G33(P) “Little patients, big problems”: Neonatal attendances to the Children’s Emergency Department

2014 
Aims To analyse the epidemiological characteristics, presenting complaints and outcomes of all neonatal presentations to a Children’s Emergency Department. Methods A retrospective review of neonates (aged ≤28 days) who presented to the Children’s Emergency Department (CED) (25,000 annual attendances) over a 6 month period (1 st November 2012 to 30 th April 2013). Study data was collected from case notes using a standardised proforma and analysed. Results 358 presentations were made by 284 neonates during the 6 month study period, making up 3% of all CED presentations. Only 1 was excluded from the study. 53% were self-presentations, 25% referred by midwives and 10% from the GP. The commonest presenting complaints were jaundice (22%), difficulty in breathing (14%), feeding problems (8%) and weight loss (8%). Of the jaundiced patients, only 45% were admitted, with 18% required phototherapy. Of the patients presenting with feeding problems, 84% were admitted. Most neonates (31%) were given a diagnosis of “normal baby”, and 34% of all presentations were labelled as being primary care problems. The majority of mothers (45%) were primaparous. 42% of all presentations were admitted (25% short stay unit, 65% ward, 7% HDU and 2% NICU). For admitted patients, the main diagnoses were feeding problems (22%), jaundice (17%), infection (17%) and normal (15%). The average duration of stay was 17 hrs in the short stay unit and 74 hrs on the ward. Conclusion Our study shows that there is a large group of neonates who are inappropriately attending the CED and who could be better managed elsewhere in the community.
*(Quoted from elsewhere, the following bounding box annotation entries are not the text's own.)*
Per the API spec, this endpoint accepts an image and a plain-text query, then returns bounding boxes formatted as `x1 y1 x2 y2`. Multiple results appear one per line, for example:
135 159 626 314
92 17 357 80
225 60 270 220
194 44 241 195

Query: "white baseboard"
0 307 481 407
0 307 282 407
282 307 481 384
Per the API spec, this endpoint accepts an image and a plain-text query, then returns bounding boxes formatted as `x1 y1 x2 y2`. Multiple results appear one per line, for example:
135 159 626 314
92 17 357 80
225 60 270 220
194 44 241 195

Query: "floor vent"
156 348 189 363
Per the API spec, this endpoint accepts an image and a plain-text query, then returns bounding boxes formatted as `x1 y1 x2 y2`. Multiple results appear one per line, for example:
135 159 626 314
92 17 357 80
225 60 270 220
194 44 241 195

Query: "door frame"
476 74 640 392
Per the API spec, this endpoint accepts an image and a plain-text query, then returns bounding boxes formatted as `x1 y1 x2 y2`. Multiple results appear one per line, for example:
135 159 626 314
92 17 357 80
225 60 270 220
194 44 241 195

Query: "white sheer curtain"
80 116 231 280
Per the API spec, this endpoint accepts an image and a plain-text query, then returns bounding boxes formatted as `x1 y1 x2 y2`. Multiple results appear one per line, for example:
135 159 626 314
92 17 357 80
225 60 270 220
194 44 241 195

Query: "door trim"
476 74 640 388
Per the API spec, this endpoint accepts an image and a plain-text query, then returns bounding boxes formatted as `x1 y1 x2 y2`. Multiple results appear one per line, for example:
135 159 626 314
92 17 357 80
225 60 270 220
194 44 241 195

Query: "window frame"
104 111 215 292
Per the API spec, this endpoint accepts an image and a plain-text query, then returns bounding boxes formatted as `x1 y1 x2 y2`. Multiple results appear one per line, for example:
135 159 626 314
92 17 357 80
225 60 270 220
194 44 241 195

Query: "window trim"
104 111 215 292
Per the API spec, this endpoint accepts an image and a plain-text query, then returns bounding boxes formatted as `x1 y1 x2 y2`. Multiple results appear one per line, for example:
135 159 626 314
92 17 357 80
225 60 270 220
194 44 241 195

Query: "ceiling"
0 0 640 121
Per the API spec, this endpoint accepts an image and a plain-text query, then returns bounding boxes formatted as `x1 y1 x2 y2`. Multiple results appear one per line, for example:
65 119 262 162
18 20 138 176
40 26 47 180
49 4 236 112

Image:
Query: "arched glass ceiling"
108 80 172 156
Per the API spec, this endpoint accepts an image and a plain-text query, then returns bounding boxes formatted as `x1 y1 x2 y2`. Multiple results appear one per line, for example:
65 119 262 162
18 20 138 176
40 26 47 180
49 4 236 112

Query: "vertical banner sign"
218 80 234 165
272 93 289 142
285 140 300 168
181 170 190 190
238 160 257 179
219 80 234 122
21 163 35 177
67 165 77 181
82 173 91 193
These patients consume a great deal of time and resources and are often medicalised and over investigated. We have identified jaundice, feeding problems and primparous mothers as the most important areas that could be targeted by all the stakeholders involved in neonatal care. We are using this data to work with our clinical commissioning group and stakeholders within the hospital trust to enable redirection of these patients away from the CED.